Le vacarme dura toute la nuit. Au petit matin nous vîmes que les propriétés avaient été saccagées. Mais, surtout, nous observâmes avec anxiété que des milliers de caisses de munitions, bombes et explosifs divers, entouraient maintenant, de loin en loin, notre ferme. A perte de vue. Alors il fallut déchanter et se faire à l'idée que nous étions devenus aussi un objectif militaire important pour les Allemands.

Cependant les semaines passèrent et rien ne se produisit.
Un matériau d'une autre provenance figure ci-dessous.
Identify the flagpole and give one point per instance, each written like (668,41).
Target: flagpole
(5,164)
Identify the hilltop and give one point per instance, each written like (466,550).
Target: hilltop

Les Allemands ayant beaucoup trop à faire ailleurs ne vinrent pas bombarder La Sénia.

Notre séjour à la ferme dura de novembre 42 à mars 43. Afin de situer le cadre dans lequel nous vivions transportons-nous un instant, de nuit, dans la chambrée des sous-officiers. Les hommes qui dorment là, sur leur échafaudage de fortune, ne disposent, durant leur vie quotidienne, d'aucune facilité pour s'assurer une hygiène normale. A la ferme il n'existe qu'un puits, avec une pompe à main, pour l'ensemble du personnel. De ce fait, aux miasmes d'origine porcine montant du sol de la pièce, viennent s'ajouter des odeurs corporelles insupportables. On ne peut également -passer sous silence- les émanations émises, en toute liberté, de jour comme de nuit, sous forme de bruits malodorants, par les soldats de la république. Pour les militaires il s'agit là d'une tradition démocratique. De nos jours le langage politico-intellectuel qualifierait peut être ces bruits d' "initiatives citoyennes".

Nous sommes à peu de distance de la mer mais, pourtant, aucune brise marine ne peut venir à bout de l'odeur nauséabonde des lieux.

Cela dit, un soir, vers 23 heures, au retour d'une permission, je venais de m'étendre sur ma couche lorsque je dus, moi aussi, à mon grand regret, prendre une "initiative citoyenne" particulièrement sonore. A cet instant précis, par un hasard invraisemblable, l'échafaudage branlant s'effondra en entraînant dans sa chute les occupants du deuxième étage….. Il y eut des cris, des gémissements….. Certains dormeurs crurent, un instant, avoir été victimes d'un séisme ( possible en Algérie). Mais, a part ces derniers, tout le monde fut secoué par un rire inextinguible.

Comme le retour d'un tel incident était très aléatoire les victimes de bosses et d'égratignures prirent le parti d'en rire.